Miranda Sawyer (born 1967) is an English journalist and broadcaster.
She grew up in Wilmslow, Cheshire with her brother Toby, who is an actor. She has a degree in Jurisprudence from Pembroke College, Oxford. She moved to London in 1988 to begin her career as a journalist on the magazine Smash Hits.
In 1993, she became the youngest winner of the Periodical Publishers Association Magazine Writer of the Year award for her work on Select magazine. She formerly wrote columns for Time Out (1993–96) and The Mirror (2000-3), and was a frequent contributor to Mixmag and The Face during the 1990s. She is now a feature writer for The Observer and its radio critic. Her writing appears in GQ, Vogue and The Guardian and she is a regular arts critic in print, on television and on radio. She was a member of the judging panel for the 2007 Turner Prize and the panel that awarded Liverpool its Capital of Culture status.
In 2004, Sawyer wrote, researched and presented an hour-long documentary for Channel 4 about the age of consent entitled, Sex Before 16: How the Law Is Failing.
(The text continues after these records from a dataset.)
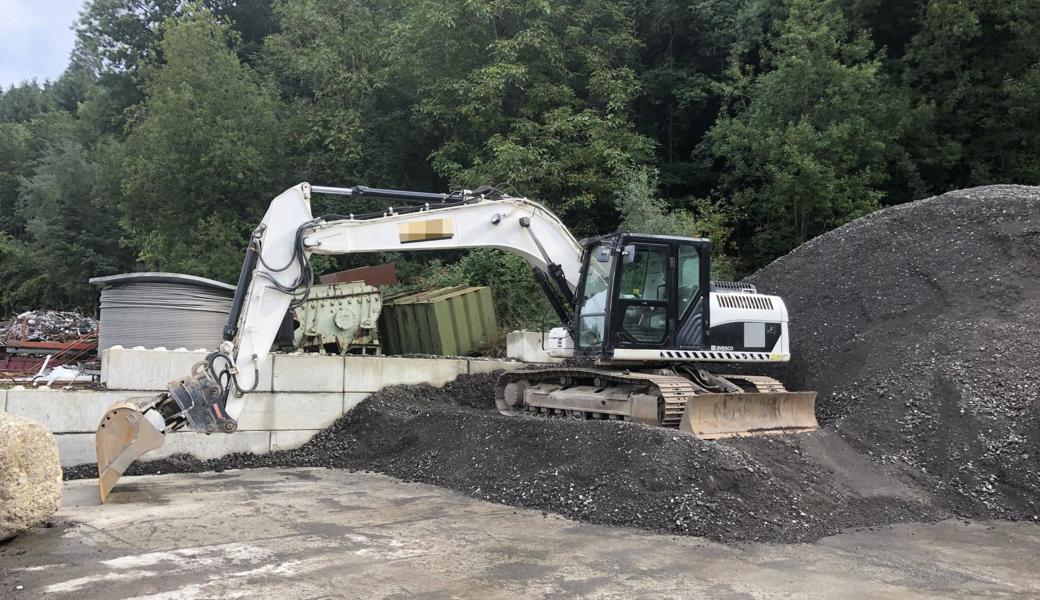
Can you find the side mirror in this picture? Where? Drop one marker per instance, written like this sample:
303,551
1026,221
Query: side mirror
628,255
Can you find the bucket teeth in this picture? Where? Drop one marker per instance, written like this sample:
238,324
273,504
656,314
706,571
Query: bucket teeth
123,436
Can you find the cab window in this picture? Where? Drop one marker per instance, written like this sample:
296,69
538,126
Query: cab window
690,277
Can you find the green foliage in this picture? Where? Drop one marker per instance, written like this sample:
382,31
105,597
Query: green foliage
809,135
69,227
530,94
202,153
643,211
979,64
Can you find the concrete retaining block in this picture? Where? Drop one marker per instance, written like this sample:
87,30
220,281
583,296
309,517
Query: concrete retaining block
63,411
286,440
290,411
203,446
372,373
352,399
152,369
308,373
489,366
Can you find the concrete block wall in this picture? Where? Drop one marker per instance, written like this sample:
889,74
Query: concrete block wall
299,395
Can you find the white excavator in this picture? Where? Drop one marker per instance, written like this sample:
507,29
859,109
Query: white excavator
640,319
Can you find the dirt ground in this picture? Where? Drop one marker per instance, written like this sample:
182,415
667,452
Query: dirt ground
296,533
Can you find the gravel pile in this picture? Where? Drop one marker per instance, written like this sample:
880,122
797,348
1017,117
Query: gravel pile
919,327
777,489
In 2006, she made a highly personal documentary for More 4 on abortion rights in the US, A Matter of Life and Death, as part of its Travels With My Camera strand.
She also took part in a celebrity edition of BBC 2's afternoon quiz show, The Weakest Link.
Her first book Park and Ride, a travel book on the Great British suburbs, was published by Little, Brown in 1999.
She is also an occasional guest on the UK arts programme Newsnight Review on BBC2, The Culture Show (BBC 2) and also BBC Radio 2's Radcliffe and Maconie Show.
She is married to Belfast born comedian Michael Smiley.